Bulletin de la Société
scientifique et littéraire des
Basses-Alpes
L'histoire de la Contre-Révolution en France est à peine
déblayée et celle de la Contre-Révolution dans le Midi est
à peu près inexistante. Cependant, elle fut marquée dans
nos contrés par des événements si importants, d'un si
dramatique intérêt, entièrement inédits et qui entraient si
bien dans le cadre de la grande histoire, que nous avons
entrepris de les retracer dans un ouvrage actuellement
en préparation.
En 1791 et 1792, la direction des forces contre-révolutionnaires
en Provence avait été confiée par les princes
émigrés à un jeune provençal de trente ans, Jean-Etienne-
Auguste Monier, fils du notaire de Viens. Ce jeune homme
n'avait peut être pas l'esprit médiocre et l'étroite mentalité
que de brillants esprits infligent charitablementà l'humble
bourgeoisie rurale actuelle et encore plus à celle qui
coulait modestement une vie paisible au fond des provinces
de l'ancienne France. En effet, au printemps de 1792,
il réunissait en Provence et dans les provinces limitrophes,
plus de trente mille hommes organisés, armés et qui
n'attendaient pour agir en liaison avec les autres armées
contre-révolutionnaires(celle de Jalès en particulier) qu'un
signal convenu (1).
(1) Commission, instructions et pouvoirs, délivrés par le duc de Sérent, agent général des princes émigrées le 1er novembre 1791, à M. Monier de La Quarrée, de Viens.Archives Nationale 0.3 2639, article 7. M. Monier (dont le nom de guerre était La Quarrée) avait déjà fait de grands efforts depuis 1790 pour soulever en faveur du Roi, les provinces méridionales. (Mémoires manuscrits et inédits d'Auguste Monier de. La Quarrée. Archives particulières).
Dans le plan stratégique de la contre-révolution du Midi, arrêté à Coblence au début de mars 1792, Sisteron jouait un rôle important. Cette citadelle, âprement disputée pendant les guerres de religion et commandée encore à la fin de l'Ancien Régime par deux officiers supérieurs le comte de Choiseul Beaupré, Gouverneur et le comte de Courtenay, lieutenant du Roi (1), commandait l'une des routes du Piémont en France, la grande voie de commucation du Dauphiné en Provence et. par la vallée du Jabron, les routes du Haut Combat qui débouchaient sur la vallée du Rhône. Enfin, par sa situation géographique, Sisteron était l'un des plus grands centres de communication de l'armée contre-révolutionnaire du Midi.

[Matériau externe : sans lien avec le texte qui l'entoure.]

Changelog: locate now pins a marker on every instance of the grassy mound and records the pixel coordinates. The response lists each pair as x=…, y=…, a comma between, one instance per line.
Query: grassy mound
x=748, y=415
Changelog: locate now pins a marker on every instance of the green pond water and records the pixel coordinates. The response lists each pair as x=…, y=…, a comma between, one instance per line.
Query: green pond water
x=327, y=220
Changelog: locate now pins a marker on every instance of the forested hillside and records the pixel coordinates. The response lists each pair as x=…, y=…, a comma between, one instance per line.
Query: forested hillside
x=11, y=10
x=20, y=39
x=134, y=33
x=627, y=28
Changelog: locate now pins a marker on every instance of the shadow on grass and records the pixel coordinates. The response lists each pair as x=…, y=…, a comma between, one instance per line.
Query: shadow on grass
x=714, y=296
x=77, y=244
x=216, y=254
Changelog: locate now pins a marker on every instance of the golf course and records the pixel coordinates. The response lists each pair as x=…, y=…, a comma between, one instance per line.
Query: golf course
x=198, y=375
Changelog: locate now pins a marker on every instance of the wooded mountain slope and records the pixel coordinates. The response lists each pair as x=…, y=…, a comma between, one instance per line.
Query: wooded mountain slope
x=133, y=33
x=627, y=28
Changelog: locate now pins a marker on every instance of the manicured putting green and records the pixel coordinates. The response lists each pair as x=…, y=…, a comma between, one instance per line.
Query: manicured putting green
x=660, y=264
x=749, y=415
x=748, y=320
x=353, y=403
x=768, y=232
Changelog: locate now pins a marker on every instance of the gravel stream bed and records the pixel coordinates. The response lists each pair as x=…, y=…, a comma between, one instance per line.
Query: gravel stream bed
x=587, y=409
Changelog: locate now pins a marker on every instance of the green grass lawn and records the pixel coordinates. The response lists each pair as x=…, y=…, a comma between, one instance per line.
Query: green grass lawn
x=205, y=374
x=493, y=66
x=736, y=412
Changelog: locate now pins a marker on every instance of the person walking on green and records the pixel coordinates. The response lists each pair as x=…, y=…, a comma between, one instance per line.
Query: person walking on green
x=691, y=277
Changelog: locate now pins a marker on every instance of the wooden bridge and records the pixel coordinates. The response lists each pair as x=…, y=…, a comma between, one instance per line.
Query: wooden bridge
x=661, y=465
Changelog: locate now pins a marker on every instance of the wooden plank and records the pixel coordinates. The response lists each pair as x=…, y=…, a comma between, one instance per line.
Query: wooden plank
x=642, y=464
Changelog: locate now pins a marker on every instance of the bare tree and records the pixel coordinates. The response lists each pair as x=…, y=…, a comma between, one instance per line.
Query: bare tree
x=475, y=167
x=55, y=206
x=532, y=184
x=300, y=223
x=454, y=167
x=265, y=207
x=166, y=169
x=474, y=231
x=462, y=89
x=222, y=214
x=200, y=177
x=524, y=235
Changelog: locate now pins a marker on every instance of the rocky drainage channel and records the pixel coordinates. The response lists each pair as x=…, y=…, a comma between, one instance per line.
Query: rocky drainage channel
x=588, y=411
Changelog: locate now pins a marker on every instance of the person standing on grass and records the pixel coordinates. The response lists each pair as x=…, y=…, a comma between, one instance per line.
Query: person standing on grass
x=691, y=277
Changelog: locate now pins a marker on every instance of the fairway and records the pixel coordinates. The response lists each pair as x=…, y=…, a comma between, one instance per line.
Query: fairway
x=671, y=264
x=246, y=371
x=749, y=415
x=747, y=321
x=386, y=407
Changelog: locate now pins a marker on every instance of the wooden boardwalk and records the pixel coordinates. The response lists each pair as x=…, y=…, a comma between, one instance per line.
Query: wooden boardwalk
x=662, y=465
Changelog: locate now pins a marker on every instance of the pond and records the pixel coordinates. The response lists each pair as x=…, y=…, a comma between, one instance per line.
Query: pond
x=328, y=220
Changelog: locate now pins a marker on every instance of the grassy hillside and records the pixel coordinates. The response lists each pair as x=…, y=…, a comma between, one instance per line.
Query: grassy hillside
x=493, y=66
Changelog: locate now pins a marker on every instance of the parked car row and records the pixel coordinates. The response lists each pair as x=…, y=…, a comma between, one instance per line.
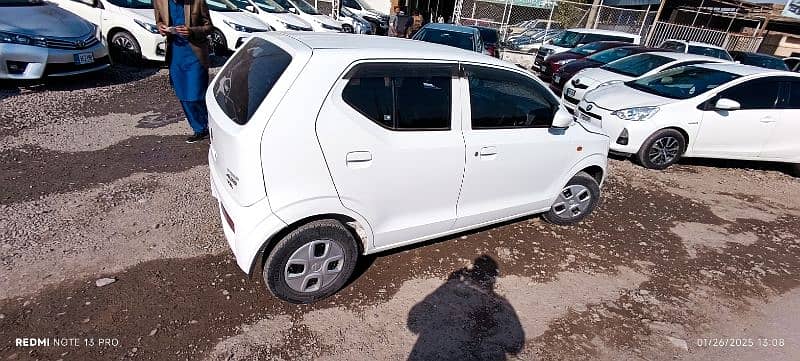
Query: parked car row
x=79, y=44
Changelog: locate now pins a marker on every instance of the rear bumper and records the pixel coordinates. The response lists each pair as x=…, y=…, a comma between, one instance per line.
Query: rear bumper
x=252, y=227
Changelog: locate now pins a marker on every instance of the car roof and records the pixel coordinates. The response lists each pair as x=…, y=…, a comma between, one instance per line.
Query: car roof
x=696, y=43
x=451, y=27
x=602, y=32
x=745, y=70
x=376, y=47
x=684, y=56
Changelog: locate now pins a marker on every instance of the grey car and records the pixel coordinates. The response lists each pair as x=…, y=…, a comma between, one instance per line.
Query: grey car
x=39, y=39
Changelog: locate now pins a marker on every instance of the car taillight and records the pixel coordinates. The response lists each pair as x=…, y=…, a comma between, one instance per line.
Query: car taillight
x=227, y=218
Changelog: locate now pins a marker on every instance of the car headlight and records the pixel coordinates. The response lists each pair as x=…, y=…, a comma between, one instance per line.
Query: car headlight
x=147, y=26
x=242, y=28
x=11, y=38
x=636, y=114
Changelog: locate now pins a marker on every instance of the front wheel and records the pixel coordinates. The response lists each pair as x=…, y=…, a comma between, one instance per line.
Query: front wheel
x=575, y=201
x=312, y=262
x=663, y=149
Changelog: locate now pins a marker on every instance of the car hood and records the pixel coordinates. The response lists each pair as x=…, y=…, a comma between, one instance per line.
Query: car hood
x=241, y=18
x=327, y=20
x=578, y=65
x=621, y=96
x=292, y=19
x=43, y=20
x=145, y=14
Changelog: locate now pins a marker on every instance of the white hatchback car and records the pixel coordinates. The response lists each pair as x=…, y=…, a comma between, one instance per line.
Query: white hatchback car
x=352, y=145
x=625, y=69
x=724, y=110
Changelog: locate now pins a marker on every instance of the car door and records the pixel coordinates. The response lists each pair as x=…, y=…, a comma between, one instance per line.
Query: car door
x=742, y=132
x=395, y=154
x=783, y=142
x=512, y=158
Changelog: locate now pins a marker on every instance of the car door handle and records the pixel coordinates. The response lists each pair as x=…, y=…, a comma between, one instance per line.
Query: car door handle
x=359, y=157
x=487, y=151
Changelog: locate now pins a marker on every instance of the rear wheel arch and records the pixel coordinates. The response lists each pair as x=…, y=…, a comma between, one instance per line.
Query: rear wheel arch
x=350, y=223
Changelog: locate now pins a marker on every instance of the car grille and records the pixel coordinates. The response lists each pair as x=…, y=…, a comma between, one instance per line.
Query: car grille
x=61, y=68
x=72, y=43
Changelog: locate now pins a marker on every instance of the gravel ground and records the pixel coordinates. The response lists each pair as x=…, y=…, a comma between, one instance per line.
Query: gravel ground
x=97, y=187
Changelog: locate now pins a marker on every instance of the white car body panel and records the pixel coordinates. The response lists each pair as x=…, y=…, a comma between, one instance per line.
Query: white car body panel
x=112, y=18
x=289, y=162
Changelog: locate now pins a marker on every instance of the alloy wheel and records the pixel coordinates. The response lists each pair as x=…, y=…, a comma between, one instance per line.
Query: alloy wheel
x=664, y=151
x=314, y=265
x=572, y=202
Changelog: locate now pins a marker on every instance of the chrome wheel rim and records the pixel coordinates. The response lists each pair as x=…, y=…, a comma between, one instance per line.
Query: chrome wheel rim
x=573, y=201
x=123, y=43
x=664, y=150
x=314, y=265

(1) Etat militaire de 1787.
Cette ville avait une minorité révolutionnaire turbulente
et active dont les chefs étaient MM, Hodcul et Mévolhon,
futur député, Mais la majorité de ses habitants et de la
contrée agricole, était en 1792, bien acquise à la cause de
la monarchie et de la religion. Les principaux chefs de ce
parti étaient à cette époque le médecin Jean-Aimé de
Laplane qui avait été en 1791 l'un des membres influents
du Directoire des Basses-Alpes, et qui en 1792, maire de
Sisteron, dirigeait les nombreux royalistes du pays ; le
subdélégué de Barlet-La Gazette, ancien lieutenant particulier
au siège, l'aubergiste Larmet, M. de Pélissier
d'Esparon, le chapelier Lagrange, le notaire Lachaux, le
chanoine Jacob, Figuière, homme de loi, M. Laugier, juge
de paix, l'avocat Chapus, M. Latil, député du Tiers aux
Etats-Généraux ; mais les trois plus ardents qui se
moquaient du danger et se livraient à une propagande
endiablée se trouvaient être sans contredit, M. Fichet,
juge au tribunal, M. Suquet, avoué et un pauvre homme
du peuple fort intelligent du nom de Martin et surnommé
« saint Eusèbe » , Enfin, M. Bonneaud, officier de gendarmerie, commandant
à Sisteron, était aussi entièrement acquis.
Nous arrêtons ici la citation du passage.